Event Reports

Prof. Dr. Thomas Demmelhuber lectures on EU-Middle East relations at Birzeit University

by Abeer Zaghari
Professor Dr. Demmelhuber from the Friedrich-Alexander-University of Erlangen-Nürnberg in Germany visits Birzeit University and gives a lecture about the foreign policy of the European Union towards the Middle East.
Our partner, the Ibrahim Abu Lughod-Institute, had the chance to invite Professor Dr. Thomas Demmelhuber during his visit to Birzeit University. The German political scientist shared his expertise on the EU foreign policy towards the Middle East. His main premise was that EU foreign policy in the Mediterranean is getting increasingly pragmatic as the decision-making is driven by security and stability.
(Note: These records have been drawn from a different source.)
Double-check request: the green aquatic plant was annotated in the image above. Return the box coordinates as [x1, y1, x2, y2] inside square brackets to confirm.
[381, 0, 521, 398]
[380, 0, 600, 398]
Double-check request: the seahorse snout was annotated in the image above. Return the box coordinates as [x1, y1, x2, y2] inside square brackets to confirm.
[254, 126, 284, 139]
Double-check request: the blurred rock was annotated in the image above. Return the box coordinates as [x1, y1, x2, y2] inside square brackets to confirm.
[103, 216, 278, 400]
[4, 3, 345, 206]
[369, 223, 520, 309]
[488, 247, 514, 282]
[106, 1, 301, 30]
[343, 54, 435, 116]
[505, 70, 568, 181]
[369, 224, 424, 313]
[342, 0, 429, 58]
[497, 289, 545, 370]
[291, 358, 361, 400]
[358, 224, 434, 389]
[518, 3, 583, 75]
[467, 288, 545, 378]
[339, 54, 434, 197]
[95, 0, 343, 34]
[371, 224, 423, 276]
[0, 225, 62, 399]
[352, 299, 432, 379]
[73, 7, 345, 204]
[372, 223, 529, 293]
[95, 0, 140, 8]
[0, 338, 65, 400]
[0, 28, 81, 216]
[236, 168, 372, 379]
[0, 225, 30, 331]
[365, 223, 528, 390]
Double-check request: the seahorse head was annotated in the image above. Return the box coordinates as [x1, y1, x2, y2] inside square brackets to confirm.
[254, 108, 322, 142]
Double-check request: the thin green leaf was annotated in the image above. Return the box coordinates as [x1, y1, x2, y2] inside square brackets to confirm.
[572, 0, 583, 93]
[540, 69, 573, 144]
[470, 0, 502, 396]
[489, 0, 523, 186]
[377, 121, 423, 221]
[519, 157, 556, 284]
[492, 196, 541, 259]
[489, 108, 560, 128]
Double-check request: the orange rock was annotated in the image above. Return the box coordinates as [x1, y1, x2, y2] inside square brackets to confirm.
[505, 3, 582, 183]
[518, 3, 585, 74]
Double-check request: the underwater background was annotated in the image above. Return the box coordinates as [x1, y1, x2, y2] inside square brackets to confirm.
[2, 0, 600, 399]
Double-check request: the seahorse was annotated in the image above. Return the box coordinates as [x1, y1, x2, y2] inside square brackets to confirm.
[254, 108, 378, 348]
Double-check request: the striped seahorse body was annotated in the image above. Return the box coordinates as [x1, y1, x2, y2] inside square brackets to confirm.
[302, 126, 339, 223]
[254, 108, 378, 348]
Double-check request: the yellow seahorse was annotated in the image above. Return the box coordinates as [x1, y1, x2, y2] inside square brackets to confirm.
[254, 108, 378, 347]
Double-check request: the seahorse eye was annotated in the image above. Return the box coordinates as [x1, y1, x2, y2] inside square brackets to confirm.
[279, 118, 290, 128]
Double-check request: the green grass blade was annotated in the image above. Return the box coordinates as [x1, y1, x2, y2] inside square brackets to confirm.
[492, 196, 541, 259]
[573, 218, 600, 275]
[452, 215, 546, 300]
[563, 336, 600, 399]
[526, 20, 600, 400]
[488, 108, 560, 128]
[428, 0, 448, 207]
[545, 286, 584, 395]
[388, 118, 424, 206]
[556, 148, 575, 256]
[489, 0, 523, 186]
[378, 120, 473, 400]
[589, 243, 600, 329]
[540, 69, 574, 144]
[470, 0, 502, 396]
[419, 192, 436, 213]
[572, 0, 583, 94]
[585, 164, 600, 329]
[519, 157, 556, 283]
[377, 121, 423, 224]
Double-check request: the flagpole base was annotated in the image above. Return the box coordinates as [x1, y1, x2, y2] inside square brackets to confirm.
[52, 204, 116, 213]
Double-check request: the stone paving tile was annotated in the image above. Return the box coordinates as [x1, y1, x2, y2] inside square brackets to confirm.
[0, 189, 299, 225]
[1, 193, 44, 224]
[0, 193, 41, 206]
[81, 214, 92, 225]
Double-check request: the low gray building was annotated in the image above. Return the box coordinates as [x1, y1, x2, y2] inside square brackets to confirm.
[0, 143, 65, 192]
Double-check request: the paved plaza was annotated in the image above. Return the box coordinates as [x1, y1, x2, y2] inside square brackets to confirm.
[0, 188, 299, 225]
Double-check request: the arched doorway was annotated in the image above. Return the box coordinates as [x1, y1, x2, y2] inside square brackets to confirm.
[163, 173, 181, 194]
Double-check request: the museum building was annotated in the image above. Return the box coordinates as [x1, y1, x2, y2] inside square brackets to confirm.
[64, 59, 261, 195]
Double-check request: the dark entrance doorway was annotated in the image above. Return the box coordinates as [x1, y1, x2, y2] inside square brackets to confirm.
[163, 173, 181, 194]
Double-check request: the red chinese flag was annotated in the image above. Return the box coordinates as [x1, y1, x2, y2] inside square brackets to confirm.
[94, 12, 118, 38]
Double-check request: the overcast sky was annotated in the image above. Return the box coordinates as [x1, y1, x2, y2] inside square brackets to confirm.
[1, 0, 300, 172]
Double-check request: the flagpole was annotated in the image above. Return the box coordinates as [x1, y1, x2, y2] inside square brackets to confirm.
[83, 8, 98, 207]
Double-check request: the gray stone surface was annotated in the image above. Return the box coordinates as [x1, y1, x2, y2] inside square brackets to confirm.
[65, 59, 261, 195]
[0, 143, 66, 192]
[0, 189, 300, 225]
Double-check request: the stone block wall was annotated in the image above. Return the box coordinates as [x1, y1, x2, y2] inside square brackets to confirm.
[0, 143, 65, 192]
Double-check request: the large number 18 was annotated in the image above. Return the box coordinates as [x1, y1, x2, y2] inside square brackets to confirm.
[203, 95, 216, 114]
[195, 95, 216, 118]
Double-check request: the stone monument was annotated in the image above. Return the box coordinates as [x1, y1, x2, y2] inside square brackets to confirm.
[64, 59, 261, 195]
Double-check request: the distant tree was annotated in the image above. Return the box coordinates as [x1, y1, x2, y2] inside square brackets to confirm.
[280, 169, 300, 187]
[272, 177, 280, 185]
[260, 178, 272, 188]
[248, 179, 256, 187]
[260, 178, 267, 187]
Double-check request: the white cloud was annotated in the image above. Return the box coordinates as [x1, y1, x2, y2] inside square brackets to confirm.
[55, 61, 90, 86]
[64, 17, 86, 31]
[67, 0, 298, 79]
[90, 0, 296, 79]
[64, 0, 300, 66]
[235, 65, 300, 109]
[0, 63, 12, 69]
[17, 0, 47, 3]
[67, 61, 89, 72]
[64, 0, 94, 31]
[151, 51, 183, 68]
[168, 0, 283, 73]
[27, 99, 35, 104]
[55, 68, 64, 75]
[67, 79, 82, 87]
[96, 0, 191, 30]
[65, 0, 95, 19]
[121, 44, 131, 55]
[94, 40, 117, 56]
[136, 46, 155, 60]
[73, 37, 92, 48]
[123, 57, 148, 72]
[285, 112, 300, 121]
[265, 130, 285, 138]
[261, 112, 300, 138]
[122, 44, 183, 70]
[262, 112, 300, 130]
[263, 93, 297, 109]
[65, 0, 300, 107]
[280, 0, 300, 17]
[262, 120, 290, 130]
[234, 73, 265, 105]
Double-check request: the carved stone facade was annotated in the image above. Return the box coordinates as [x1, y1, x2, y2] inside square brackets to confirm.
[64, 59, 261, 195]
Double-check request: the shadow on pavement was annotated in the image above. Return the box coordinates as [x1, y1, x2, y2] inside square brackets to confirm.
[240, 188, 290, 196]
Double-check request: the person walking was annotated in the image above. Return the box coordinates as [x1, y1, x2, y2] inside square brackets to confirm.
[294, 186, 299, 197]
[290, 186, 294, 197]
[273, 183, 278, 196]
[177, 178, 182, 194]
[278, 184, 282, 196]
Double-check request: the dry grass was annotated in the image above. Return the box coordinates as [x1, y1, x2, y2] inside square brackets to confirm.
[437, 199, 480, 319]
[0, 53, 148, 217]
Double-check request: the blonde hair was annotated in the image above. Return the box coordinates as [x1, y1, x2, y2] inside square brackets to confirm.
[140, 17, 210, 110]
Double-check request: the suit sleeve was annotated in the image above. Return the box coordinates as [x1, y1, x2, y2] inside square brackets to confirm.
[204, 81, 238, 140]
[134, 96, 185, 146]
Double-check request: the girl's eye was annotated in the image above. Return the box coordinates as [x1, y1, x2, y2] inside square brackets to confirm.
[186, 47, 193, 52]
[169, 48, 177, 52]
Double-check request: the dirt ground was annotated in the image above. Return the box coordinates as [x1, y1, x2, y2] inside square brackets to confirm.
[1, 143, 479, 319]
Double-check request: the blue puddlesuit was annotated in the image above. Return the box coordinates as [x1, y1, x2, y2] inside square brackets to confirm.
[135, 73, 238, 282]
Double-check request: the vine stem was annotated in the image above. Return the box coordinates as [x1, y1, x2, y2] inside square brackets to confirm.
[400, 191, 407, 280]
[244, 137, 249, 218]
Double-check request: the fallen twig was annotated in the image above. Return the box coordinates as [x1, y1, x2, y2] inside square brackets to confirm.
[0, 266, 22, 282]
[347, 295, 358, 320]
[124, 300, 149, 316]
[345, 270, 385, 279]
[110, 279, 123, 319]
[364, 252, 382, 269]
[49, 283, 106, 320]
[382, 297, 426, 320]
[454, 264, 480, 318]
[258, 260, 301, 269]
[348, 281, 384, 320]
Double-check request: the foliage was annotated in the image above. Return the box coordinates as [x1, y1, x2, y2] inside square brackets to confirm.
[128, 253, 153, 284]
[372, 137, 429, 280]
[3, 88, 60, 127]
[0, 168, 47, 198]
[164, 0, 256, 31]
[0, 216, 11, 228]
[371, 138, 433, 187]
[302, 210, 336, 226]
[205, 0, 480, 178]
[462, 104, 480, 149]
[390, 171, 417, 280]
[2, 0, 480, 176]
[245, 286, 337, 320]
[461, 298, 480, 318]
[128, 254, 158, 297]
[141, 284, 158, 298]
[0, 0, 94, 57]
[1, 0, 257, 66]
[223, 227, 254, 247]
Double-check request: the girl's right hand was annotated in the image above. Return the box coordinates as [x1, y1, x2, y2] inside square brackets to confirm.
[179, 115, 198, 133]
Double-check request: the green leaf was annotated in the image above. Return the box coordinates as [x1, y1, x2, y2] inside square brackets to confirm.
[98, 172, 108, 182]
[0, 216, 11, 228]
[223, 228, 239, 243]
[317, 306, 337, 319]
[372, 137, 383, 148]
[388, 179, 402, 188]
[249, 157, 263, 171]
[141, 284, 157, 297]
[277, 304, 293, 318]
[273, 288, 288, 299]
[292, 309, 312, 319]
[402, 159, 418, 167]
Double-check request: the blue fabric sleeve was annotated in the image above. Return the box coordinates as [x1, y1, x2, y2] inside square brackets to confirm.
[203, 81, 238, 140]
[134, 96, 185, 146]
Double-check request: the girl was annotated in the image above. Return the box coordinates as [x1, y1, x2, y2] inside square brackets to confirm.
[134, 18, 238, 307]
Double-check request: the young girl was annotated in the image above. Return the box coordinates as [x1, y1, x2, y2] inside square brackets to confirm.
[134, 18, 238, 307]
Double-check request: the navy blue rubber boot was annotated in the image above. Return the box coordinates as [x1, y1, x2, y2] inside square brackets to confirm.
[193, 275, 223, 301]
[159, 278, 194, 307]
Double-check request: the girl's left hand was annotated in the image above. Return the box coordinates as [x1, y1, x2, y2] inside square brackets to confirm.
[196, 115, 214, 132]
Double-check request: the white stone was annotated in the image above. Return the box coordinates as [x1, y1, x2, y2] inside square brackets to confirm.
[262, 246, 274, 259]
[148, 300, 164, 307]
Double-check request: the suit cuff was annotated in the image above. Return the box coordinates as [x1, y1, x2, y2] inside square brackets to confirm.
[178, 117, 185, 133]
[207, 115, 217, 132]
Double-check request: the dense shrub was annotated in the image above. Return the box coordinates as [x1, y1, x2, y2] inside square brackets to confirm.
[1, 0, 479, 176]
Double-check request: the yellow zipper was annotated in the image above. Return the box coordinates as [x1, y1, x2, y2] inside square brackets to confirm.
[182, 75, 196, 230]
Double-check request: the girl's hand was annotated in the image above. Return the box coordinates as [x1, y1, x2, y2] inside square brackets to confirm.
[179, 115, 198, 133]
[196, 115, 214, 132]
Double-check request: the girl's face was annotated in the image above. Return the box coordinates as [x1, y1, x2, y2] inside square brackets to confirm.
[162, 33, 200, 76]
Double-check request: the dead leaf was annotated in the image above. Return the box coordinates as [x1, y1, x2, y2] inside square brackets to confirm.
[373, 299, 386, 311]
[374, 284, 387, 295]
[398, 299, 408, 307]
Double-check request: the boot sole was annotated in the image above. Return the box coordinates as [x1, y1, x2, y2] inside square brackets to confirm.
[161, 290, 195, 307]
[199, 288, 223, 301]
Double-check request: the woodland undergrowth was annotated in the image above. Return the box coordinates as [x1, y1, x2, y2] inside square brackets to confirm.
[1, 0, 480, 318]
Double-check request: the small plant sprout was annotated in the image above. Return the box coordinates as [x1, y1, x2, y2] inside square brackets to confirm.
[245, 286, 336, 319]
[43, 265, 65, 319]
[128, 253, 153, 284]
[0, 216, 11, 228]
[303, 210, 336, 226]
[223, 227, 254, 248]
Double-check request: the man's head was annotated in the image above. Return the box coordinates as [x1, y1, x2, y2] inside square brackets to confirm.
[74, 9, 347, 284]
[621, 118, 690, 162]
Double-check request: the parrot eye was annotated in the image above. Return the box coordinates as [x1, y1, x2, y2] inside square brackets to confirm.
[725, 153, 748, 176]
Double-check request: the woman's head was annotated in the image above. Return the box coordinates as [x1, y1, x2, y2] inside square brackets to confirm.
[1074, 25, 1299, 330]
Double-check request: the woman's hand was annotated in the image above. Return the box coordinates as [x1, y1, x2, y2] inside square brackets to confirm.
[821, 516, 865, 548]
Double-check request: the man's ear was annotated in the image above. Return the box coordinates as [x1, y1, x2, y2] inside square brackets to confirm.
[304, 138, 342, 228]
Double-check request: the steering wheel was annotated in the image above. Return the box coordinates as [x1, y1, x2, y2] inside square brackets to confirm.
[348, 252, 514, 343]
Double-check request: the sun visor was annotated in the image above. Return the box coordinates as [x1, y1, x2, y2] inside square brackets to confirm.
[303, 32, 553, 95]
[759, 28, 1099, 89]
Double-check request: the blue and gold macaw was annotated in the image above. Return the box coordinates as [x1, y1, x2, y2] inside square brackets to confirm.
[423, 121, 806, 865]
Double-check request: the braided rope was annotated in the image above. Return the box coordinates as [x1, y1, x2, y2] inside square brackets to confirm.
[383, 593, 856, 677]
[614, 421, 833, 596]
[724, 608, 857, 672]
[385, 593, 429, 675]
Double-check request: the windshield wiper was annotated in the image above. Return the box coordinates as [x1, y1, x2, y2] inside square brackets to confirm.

The lecturer first discussed the requirements to be called a foreign policy actor such as the necessity to have institutions, a joint political will and international credibility. While the EU might lack in some aspects, especially in finding a common voice, Demmelhuber stated that the it can nevertheless be perceived as a foreign policy actor.
Concerning relations with the Middle East, he highlighted several multilateral treaties that strengthened the relation between Europe and the Middle East, in particular the Barcelona Process in 1995. He further mentioned the Berlin Declaration following the Oslo Accords in 1995, in which the EU explicitly endorsed the idea of a Palestinian statehood. However, in course of the 2004 EU enlargement, a new EU Neighborhood Policy evolved. The new challenges that the new members and especially their neighbors brought up, led to a political discourse of pragmatism. In 2011, the sudden dynamic of the Arab Uprisings caught Europe by surprise. According to Demmelhuber, the short process of EU neighbors’ democratization further contributed to the idea of a pragmatic foreign policy. Today, the normative nucleus of the EU is challenged by right-wing tendencies and an erosion of democracy.
Demmelhuber went on discussing EU-Palestine relations which started in the 1970s as part of the Euro-Arab Dialogue. As the biggest financial support to the Palestinians, the EU Commission works towards a democratic and accountable state as manifested in a set of agreements such as the Action Plan 2013 or the European Joint Strategy in support of Palestine. The latter highlights among many others the areas of governance reform, rule of law, citizen safety and human rights as well as access to self-sufficient water and energy services.
Towards the end, the lecturer touched upon the issue of product labelling and the complex implementation of respective EU law. In conclusion, the guest speaker reiterated that EU foreign policy towards the Middle East is a mixture of both, ambitious ideas but pragmatic and poor policy output.
Finally, the KAS Ramallah director Marc Frings provided the audience with a more practice-oriented view on EU foreign policy in the region while referring to the lecture. After his assessment, Frings and Demmelhuber answered the audience's questions on the topic.